5. It favours development of secondary sexual features.
6. It is responsible for the male pattern behaviour.
7. It increases the secretion of sebaceous glands in the skin.
8. It has protein anabolic effect.
9. It depresses the estrogenic over activity in women with symptoms of dysmenorrhoea, painful breasts and stops lactation and menstruation.
10. It increases the activity of glycolytic enzymes.
11. It increases the rate of fatty acid synthesis.
Metabolism and excretion:
In the liver it is converted to androsterone and then conjugated to form glucosiduronide and sulfate conjugates which are excreted in bile and urine.
Lack of male hormones:
Primary (testis defective) or it can be secondary (pituitary defect) results in failure to develop secondary sex characters, lack of musculinization, atrophy of sex organs in later life.
Ovaries:
They produce estrogens and progesterone.
Estrogens:
The most active estrogen is 17-beta-estradiol.
Synthesis and secretion of estradiol is controlled by GTH in addition to various other factors (FSH). In blood it is transported bound to SHBG.
Functions:
1. Growth and maturation of female sex organs and maintenance of the reproductive capacity.

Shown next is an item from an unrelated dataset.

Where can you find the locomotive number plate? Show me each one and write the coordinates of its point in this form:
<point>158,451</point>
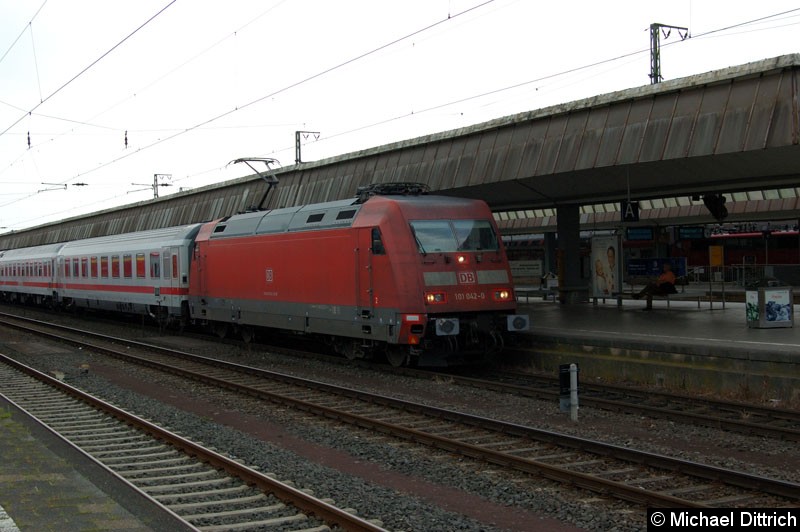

2. Stimulate the growth of follicles.
3. Increases the blood flow and transudation of water.
4. Increased cell division.
5. Regulates bone development (i.e. it stops bone development after a certain time (age) therefore females are shorter than males).
6. They regulate normal bone metabolism. Women after menopause develop osteoporosis.
7. It has a lipogenic effect (i.e. deposition of subcutaneous fat-a female’s ankle is identified by its roundness due to disposition of subcutaneous fat).
8. It increases the level of HDL and LDL, thus prevents atherosclerosis. This is the reason why the incidence of heart attack is low in women compared to men.
9. It diminishes the sebaceous glands secretions.
Metabolism and excretion: Estradiol is converted to its inactive forms estrone and estriol which are conjugated to glucouronate and sulphates and finally excreted through bile and urine.
Progesterone:
It is produced by corpus leutum. During pregnancy it is also produced by the placenta. It is synthesized from cholesterol. It is also formed in the adrenal cortex as a precursor of corticosteroids. It circulates in the blood bound to Cortisol binding globulin or transcortin.
Actions:
1. Acts on endometrium and helps in implantation of the fertilized ovum.
2. Helps in the growth of the breast.
3. It increases the BMR.
4. High concentradons of progesterone inhibit ovuladon and hence it is used as a contraceptive.
5. It has a lipotropic (i.e. clearing lipids from liver) effect.